Hayır yani sulu halim de bi halta benzemezdi de, yani en azından denizi olmayan memleketlere deniz taklidi yapardı. Yoksa nolacak suyla tuz işte. İki hidrojen, bir oksijen, bir sodyum bir de klor. Yani bunlardan başka bir şey oluşuyorsa, ona dönüşeyim bari.

Şu anda ne olsa mutlu olurdun sorusuna harbiden inanarak vereceğim bir yanıt yok. Sevebileceğim bir işimin olmasını, daha çok paramın olmasını, bir evin sahibi olmayı falan isterdim tabii ki, ama bunların hepsine sahip olsam, yine de sanırım mutlu olmazdım. Yani bunların hiçbiri mutsuzluğumun sebebini açıklamaya yetmez. Yine geldik o meşhur “eksik bir şey mi var hayatında”, ya da “başka türlü bir şey benim istediğim” sorunsalına ve temelde içinde bulunduğum insansızlık durumuna.

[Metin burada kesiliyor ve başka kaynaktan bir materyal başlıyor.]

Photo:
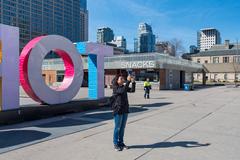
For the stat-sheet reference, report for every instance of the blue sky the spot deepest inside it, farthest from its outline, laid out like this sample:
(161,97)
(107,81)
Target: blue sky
(170,19)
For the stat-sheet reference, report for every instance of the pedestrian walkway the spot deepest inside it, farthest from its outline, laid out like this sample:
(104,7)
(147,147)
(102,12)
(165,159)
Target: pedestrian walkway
(172,125)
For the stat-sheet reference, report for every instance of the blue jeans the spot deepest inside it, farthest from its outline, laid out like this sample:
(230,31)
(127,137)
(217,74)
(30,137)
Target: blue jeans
(120,124)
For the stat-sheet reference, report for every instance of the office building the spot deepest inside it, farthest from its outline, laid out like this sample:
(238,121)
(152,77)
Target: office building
(104,35)
(146,39)
(120,41)
(221,63)
(165,48)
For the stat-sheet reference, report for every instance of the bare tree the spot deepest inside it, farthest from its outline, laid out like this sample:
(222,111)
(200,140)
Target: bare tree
(179,48)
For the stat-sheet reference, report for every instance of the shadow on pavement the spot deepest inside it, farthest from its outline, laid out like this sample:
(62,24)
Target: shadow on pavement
(108,115)
(67,122)
(17,137)
(99,117)
(155,104)
(185,144)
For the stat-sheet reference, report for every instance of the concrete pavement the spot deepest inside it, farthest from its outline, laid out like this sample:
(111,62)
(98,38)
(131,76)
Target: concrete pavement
(203,124)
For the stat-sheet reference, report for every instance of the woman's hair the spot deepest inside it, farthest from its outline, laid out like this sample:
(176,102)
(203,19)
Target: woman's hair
(115,79)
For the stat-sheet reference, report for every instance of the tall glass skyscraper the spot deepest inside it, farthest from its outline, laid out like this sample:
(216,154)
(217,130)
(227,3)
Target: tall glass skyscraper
(146,39)
(42,17)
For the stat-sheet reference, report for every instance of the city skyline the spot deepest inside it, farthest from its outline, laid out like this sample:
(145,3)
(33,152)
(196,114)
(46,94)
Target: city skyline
(164,17)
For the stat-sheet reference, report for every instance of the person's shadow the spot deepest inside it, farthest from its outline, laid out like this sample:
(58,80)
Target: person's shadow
(185,144)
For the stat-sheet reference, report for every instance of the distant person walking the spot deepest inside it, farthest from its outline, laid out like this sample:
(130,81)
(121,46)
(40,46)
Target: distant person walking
(120,107)
(147,88)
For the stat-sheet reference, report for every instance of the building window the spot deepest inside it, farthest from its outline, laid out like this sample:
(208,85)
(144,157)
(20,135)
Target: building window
(215,59)
(225,76)
(225,59)
(236,59)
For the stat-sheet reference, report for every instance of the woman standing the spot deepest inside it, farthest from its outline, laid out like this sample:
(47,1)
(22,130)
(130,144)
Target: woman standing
(120,108)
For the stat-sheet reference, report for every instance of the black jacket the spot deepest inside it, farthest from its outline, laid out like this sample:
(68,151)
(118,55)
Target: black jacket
(120,103)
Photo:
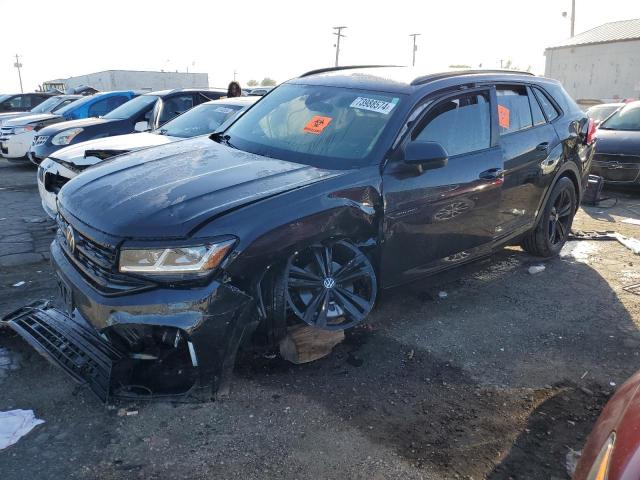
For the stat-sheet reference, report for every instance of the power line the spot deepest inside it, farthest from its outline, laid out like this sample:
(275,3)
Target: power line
(18,65)
(337,45)
(415,47)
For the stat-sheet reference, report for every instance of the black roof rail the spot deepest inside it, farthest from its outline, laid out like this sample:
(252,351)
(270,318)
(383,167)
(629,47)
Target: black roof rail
(439,76)
(346,67)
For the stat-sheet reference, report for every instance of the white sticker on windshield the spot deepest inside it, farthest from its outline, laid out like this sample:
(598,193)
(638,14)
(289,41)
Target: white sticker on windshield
(374,105)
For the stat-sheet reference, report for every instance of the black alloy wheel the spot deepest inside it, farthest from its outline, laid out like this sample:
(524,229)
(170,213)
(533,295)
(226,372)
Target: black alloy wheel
(331,286)
(560,217)
(554,225)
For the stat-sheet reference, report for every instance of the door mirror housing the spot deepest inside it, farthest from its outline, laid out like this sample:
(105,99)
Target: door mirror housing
(141,126)
(428,155)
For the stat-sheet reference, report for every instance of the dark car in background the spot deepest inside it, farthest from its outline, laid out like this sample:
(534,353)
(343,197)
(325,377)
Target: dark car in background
(600,113)
(55,171)
(144,113)
(337,184)
(17,135)
(617,157)
(50,105)
(22,102)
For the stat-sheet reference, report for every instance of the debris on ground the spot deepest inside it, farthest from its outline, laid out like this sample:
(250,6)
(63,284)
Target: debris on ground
(123,412)
(15,424)
(571,461)
(533,270)
(631,243)
(635,288)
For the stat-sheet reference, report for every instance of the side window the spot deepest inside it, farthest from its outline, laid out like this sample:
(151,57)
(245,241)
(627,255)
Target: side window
(104,106)
(536,111)
(514,112)
(174,106)
(64,103)
(460,124)
(549,109)
(19,102)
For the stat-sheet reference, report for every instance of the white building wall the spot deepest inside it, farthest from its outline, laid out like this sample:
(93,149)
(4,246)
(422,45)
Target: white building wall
(602,71)
(138,80)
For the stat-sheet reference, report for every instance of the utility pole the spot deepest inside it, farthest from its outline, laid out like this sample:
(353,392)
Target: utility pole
(337,45)
(415,47)
(573,18)
(18,65)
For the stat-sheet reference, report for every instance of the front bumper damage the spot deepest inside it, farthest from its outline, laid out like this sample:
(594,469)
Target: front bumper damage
(159,343)
(72,345)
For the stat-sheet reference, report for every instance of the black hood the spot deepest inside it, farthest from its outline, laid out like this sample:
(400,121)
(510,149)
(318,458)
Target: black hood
(83,123)
(620,142)
(168,191)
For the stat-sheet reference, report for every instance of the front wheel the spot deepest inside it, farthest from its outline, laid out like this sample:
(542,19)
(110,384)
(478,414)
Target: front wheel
(552,231)
(330,286)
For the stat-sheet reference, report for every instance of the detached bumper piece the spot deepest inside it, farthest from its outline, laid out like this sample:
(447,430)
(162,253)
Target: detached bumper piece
(67,343)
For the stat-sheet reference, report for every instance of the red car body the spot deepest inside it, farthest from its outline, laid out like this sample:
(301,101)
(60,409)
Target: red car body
(619,421)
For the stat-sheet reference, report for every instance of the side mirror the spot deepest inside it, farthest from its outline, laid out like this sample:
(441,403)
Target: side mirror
(141,126)
(428,155)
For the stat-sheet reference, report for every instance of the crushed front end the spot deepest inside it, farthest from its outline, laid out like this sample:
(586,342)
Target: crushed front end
(129,337)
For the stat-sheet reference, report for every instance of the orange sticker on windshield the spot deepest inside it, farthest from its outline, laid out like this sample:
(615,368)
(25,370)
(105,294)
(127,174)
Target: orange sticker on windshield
(503,116)
(317,124)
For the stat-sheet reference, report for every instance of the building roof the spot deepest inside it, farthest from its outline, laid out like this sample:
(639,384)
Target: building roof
(609,32)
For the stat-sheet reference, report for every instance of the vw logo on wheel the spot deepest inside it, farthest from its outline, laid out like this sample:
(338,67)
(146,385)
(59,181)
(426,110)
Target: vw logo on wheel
(329,282)
(70,236)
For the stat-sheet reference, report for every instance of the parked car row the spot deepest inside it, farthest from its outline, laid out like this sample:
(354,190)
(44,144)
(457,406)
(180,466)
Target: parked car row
(64,164)
(298,211)
(617,157)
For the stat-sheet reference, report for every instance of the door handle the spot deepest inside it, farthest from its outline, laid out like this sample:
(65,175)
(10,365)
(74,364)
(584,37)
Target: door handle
(492,174)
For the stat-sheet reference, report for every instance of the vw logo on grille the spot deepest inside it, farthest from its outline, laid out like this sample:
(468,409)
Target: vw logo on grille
(329,282)
(70,236)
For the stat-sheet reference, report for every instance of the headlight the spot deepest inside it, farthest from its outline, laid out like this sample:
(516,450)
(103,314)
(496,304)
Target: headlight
(23,129)
(600,468)
(66,137)
(177,260)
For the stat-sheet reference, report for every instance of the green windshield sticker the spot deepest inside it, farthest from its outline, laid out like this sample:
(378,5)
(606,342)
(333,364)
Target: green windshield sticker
(374,105)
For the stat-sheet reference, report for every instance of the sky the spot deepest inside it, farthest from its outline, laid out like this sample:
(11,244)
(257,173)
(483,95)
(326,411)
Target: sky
(281,39)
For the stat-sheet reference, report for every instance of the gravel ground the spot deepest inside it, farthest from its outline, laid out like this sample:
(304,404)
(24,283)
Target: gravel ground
(498,380)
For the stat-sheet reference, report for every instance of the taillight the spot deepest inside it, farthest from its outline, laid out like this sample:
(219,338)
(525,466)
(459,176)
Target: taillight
(591,131)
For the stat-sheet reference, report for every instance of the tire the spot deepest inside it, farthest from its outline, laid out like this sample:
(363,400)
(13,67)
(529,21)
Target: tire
(554,226)
(331,286)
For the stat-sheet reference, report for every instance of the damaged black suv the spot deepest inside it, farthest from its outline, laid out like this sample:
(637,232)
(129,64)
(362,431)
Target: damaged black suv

İnsansızlık durumum da ayrıca tuhaf ya, insanlarla olmaya katlanamıyorum, insansız olmaya ise katlanabiliyorum ama bundan mutlu değilim. Yani öyle biri(leri) olmalı ki, bir kere tamamıyla yeni olmalı hayatımda. Eskileri biliyorum. Onların henüz yenilerken hayatıma getirdiklerini getirecek biri(leri) olmalı, ya da eskiler kendilerini yenilemeli. Böyle bol paslı güzel bir oyun istiyorum. Maradonalar, Jordanlar istemiyorum. Zaten olamam ya, kendim de öyle olmak istemiyorum. İnsanlar sahaya baktıklarında, bu adam diğerlerinden daha iyi bunu transfer edelim diyememeli. Tüm taşlar yerlerinde ağır olmalı ve yerlerinden ayrıldıklarında sıradanlaşmalı. Ne oyuncu başka bir takımda yıldızlaşabilmeli, ne de takım başka bir oyuncuyu aldığında hiçkimse ayrılmamış gibi devam edebilmeli. Herkes ve herşey vazgeçilmez olmalı.

Samimiyetle bu hayattan istediğim bu ve ne kadar psikopatça! İyi bir oyun ortaya koymak için herkesin ve herşeyin birbirlerine çılgınlar gibi muhtaç olmalarını istediğime inanamıyorum. Resmen kölelik lan bu, sadece bu defa kölelerin efendisi güzel oyunun ta kendisi. Fena halde idealizm kokuyor ayrıca. Ben şahsen idealin tarifini “ne oyuncu başka bir takımda yıldızlaşabilmeli, ne de takım başka bir oyuncuyu aldığında hiçkimse ayrılmamış gibi devam edebilmeli”den daha güzel yapamam. Fena halde kurgusal bir ideal, hoş zaten idealin kurgusal olmayanı da olmaz ya. Bir acayip “doğadan doğal olmayanı talep ettik, insan olduk” iyi bok yedik çeşitlemesi. Özetle psikopatça bir ütopya istiyorum.

Psi psikopatım, billah yaparım, seni seviyorum der, senden kaçarım.